From extracellular matrix rigidity to vascular ageing – RiVAge

We designed a multidisciplinary experimental plan using biochemical, biophysical and in vivo analyses with the following specific aims:
-Evaluate the contribution of Ras and its specific activators, RasGRF2 to the vascular alterations
observed in response to ageing-induced ECM stiffening.
-Evaluate the role of nuclear mechanotransduction pathways during vascular ageing.

Our preliminary results indicate that RasGRF2 activity is regulated by matrix rigidity

This proposal may allow identification of new pharmacological targets for age-associated cardiovascular diseases, which constitutes a major health problem. Indeed cardiovascular pathologies are the leading cause of death in both the developing and industrialized world and are projected to remain so in the future, as population aged 65 or over is increasing.

Our preliminary results were presented during a European cardiovascular research conference.

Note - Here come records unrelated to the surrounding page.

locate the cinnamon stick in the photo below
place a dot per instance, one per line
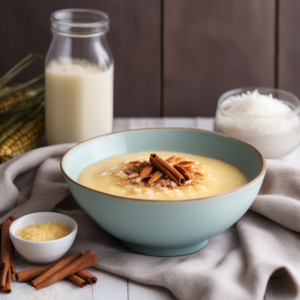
(29, 275)
(85, 261)
(167, 169)
(77, 280)
(6, 256)
(88, 277)
(173, 160)
(146, 172)
(7, 288)
(57, 267)
(155, 177)
(182, 171)
(12, 264)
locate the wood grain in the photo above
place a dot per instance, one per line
(134, 38)
(211, 46)
(289, 46)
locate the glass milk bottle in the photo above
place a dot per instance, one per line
(79, 77)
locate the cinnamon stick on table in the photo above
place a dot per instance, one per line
(77, 280)
(32, 274)
(56, 268)
(7, 264)
(29, 275)
(85, 261)
(88, 277)
(167, 169)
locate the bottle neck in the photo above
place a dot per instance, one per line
(79, 23)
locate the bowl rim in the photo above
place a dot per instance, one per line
(261, 173)
(74, 230)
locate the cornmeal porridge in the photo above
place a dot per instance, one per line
(162, 176)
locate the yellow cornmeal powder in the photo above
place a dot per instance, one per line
(42, 232)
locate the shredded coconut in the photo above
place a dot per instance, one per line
(261, 108)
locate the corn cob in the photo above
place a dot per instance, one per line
(24, 63)
(19, 148)
(13, 101)
(11, 120)
(27, 134)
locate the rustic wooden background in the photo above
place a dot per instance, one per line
(173, 57)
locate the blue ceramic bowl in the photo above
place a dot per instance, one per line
(165, 228)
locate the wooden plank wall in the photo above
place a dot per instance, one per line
(173, 57)
(289, 46)
(212, 46)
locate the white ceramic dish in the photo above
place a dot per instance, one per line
(42, 252)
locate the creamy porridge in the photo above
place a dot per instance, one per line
(139, 175)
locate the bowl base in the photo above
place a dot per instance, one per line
(165, 251)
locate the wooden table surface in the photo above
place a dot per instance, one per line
(111, 287)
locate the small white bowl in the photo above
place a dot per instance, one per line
(42, 252)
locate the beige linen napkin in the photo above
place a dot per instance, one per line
(257, 256)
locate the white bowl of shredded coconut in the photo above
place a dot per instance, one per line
(267, 118)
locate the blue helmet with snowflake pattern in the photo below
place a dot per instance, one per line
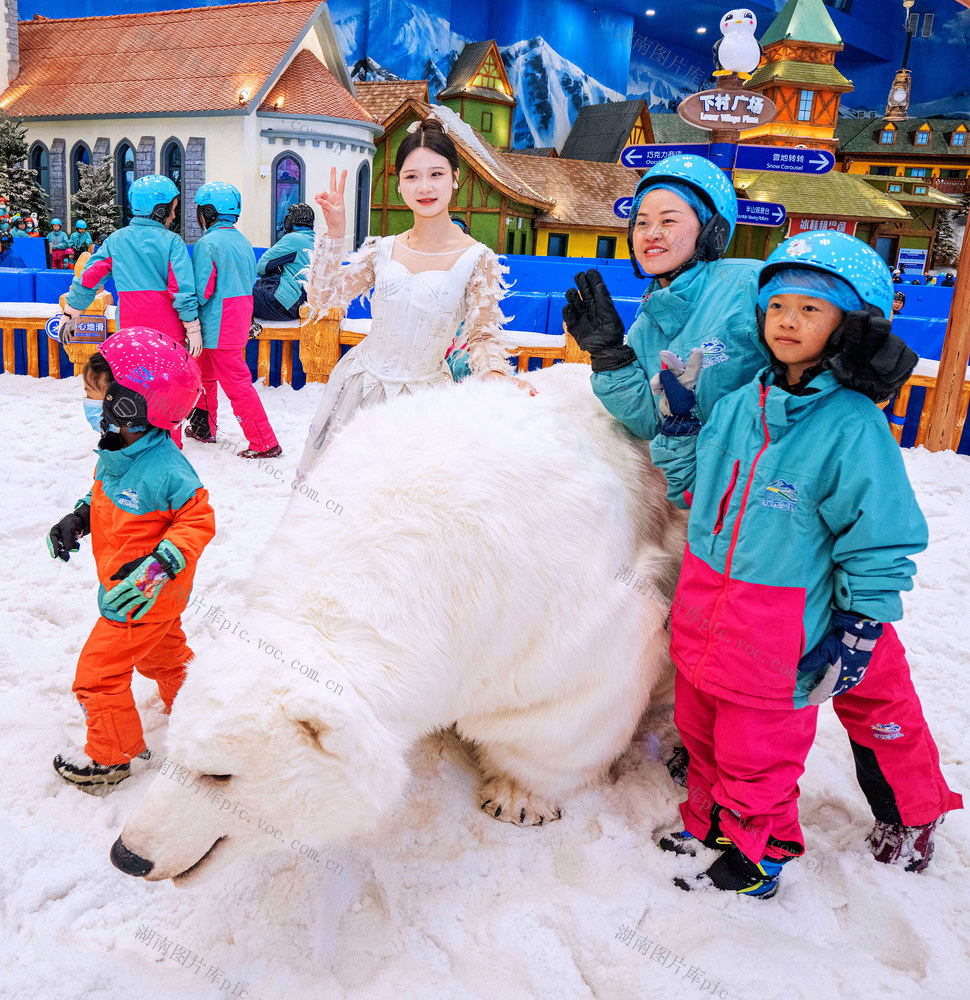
(148, 193)
(222, 196)
(841, 256)
(704, 183)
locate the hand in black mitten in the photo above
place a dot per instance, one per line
(591, 318)
(62, 539)
(870, 358)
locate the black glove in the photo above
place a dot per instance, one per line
(62, 539)
(870, 358)
(592, 319)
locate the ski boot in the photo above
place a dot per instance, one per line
(198, 426)
(81, 770)
(910, 847)
(734, 872)
(273, 452)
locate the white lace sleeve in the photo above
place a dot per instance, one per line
(332, 284)
(488, 351)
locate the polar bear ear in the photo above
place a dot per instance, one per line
(324, 725)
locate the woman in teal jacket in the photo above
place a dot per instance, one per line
(683, 215)
(278, 294)
(224, 273)
(801, 527)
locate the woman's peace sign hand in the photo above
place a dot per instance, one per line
(332, 205)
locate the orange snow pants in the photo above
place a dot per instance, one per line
(157, 650)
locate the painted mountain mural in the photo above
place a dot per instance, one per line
(550, 91)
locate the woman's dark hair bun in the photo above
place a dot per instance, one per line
(429, 134)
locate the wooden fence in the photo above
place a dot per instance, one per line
(322, 340)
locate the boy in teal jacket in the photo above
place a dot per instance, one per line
(802, 523)
(151, 269)
(279, 293)
(225, 270)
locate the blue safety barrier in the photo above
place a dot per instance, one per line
(17, 285)
(31, 250)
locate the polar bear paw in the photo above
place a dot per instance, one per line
(508, 802)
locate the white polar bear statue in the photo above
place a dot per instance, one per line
(503, 562)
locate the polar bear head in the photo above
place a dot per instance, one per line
(258, 760)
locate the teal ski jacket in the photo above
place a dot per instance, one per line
(287, 257)
(799, 504)
(711, 306)
(225, 271)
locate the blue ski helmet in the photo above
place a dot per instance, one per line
(846, 257)
(223, 197)
(147, 192)
(712, 186)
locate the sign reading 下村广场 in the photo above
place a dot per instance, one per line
(733, 110)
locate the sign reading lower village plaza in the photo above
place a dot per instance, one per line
(724, 109)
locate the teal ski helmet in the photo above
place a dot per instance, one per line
(223, 197)
(843, 256)
(714, 189)
(146, 193)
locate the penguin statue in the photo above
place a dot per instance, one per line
(738, 51)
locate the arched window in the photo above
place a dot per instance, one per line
(124, 176)
(362, 214)
(172, 160)
(288, 178)
(79, 154)
(39, 161)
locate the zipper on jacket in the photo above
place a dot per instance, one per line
(734, 540)
(726, 499)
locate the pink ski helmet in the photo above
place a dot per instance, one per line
(156, 371)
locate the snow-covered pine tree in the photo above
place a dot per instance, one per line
(95, 200)
(18, 184)
(945, 248)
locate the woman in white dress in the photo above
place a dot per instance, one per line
(428, 284)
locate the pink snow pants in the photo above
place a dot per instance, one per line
(226, 365)
(748, 761)
(897, 762)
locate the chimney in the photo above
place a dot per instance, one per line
(9, 44)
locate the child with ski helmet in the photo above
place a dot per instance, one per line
(59, 243)
(225, 271)
(683, 215)
(150, 266)
(279, 293)
(149, 519)
(80, 239)
(798, 548)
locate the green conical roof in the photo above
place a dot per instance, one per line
(802, 21)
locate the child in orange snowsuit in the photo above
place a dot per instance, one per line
(149, 519)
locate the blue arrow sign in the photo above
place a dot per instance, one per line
(793, 161)
(760, 213)
(640, 157)
(622, 206)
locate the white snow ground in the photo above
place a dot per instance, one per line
(443, 902)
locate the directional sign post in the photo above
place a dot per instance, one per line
(760, 213)
(622, 207)
(641, 157)
(785, 159)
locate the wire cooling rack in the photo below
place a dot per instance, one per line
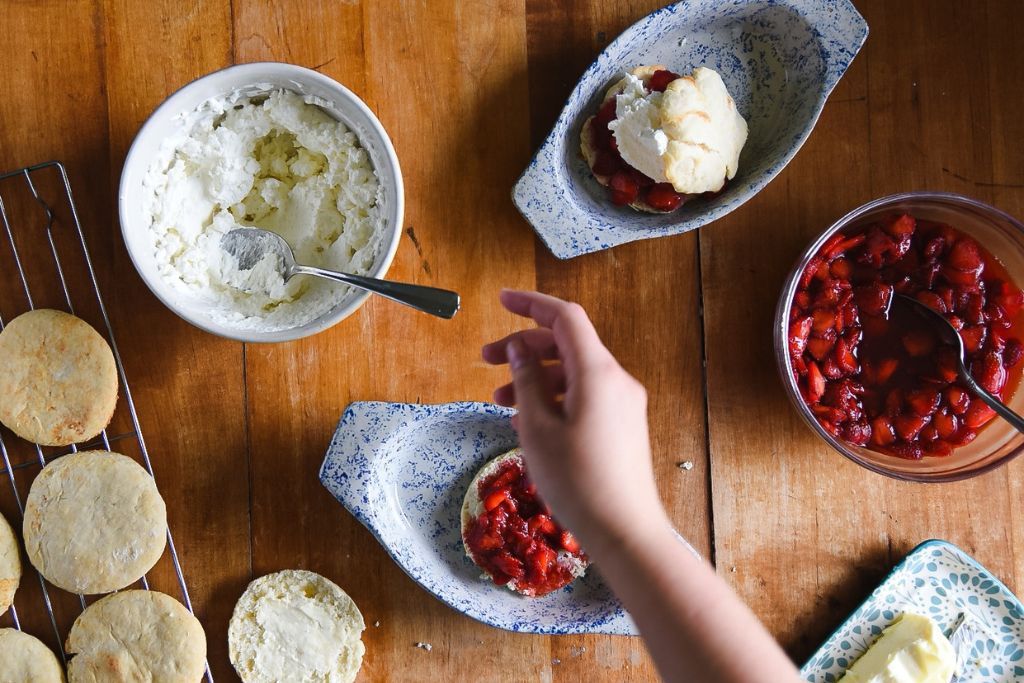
(48, 265)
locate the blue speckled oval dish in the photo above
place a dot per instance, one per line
(402, 471)
(940, 581)
(779, 59)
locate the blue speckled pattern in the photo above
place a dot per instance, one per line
(402, 471)
(940, 581)
(779, 59)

Ageing is a major risk factor for cardiovascular diseases, as over 80% of all cardiovascular deaths occurs in population aged 65 or over in developed countries. Thus, many efforts have been directed recently to understand how ageing induces morphological and functional changes in the vasculature. Within the arterial system, the extracellular matrix (ECM) becomes more rigid with age, as a result of extensive modifications, including elastin depletion and calcification. This excessive ECM rigidity affects arterial wall cell phenotype and growth, leading to inflammation and vascular remodeling, which exacerbate arterial stiffening and favor cardiovascular diseases, such as hypertension and atherosclerosis. Whereas the response of vascular cells to ECM stiffening seems to play a key role during vascular ageing, how do cells respond to ECM rigidity remains, so far, an open question.
Recent works have provided evidence for a critical role of actomyosin contractility in ECM rigidity sensing, demonstrating that cells continuously adjust to the stiffness of their physical environment by generating tension, which in turn activates signaling pathways and triggers the cellular adaptation to ECM rigidity. This indicates that the molecular mechanisms that "sense" and transduce mechanical tension into signaling pathways, i.e. mechanotransduction mechanisms, are central to the cellular response to ECM rigidity.
By combining biochemical and biophysical approaches, we recently found that mechanical tension on adhesions activates two mechanotransduction pathways which drive the cellular adaptation to tension: 1) a K-Ras-dependent cytosolic pathway that controls adhesion and cytoskeletal rearrangement (Guilluy et al., Nature Cell Biol., 2011) and 2) a Src-dependent nuclear mechanotransduction pathway which is activated after force transmission to the nucleus through the cytoskeleton.
Interestingly, we observed that K-Ras and its specific activator, RasGRF2, are activated in the cytosol when cells are grown on rigid substrates, while in the nucleus Src-mediated mechanotransduction pathway induces phosphorylation of nuclear protein, including potential transcription regulators. These preliminary results indicate that ECM rigidity activates both cytosolic and nuclear mechanotransduction pathways.
Our hypothesis is that these mechanotransduction pathways regulate the response of vascular cells to ECM stiffening and inhibition of these pathways may have protective effect against deleterious actions of vascular ageing. This project aims to identify the molecular actors of these cytosolic and nuclear mechanotransduction pathways and test their relevance as therapeutic targets to limit ageing-associated cardiovascular diseases development. To do so, we designed a multidisciplinary experimental plan using biochemical, molecular and in vivo analyses with the following specific aims:
-Evaluate the contribution of Ras and its specific activators, RasGRF2 to the vascular alterations observed in response to ageing-induced ECM stiffening.
-Evaluate the role of nuclear mechanotransduction pathways during vascular ageing.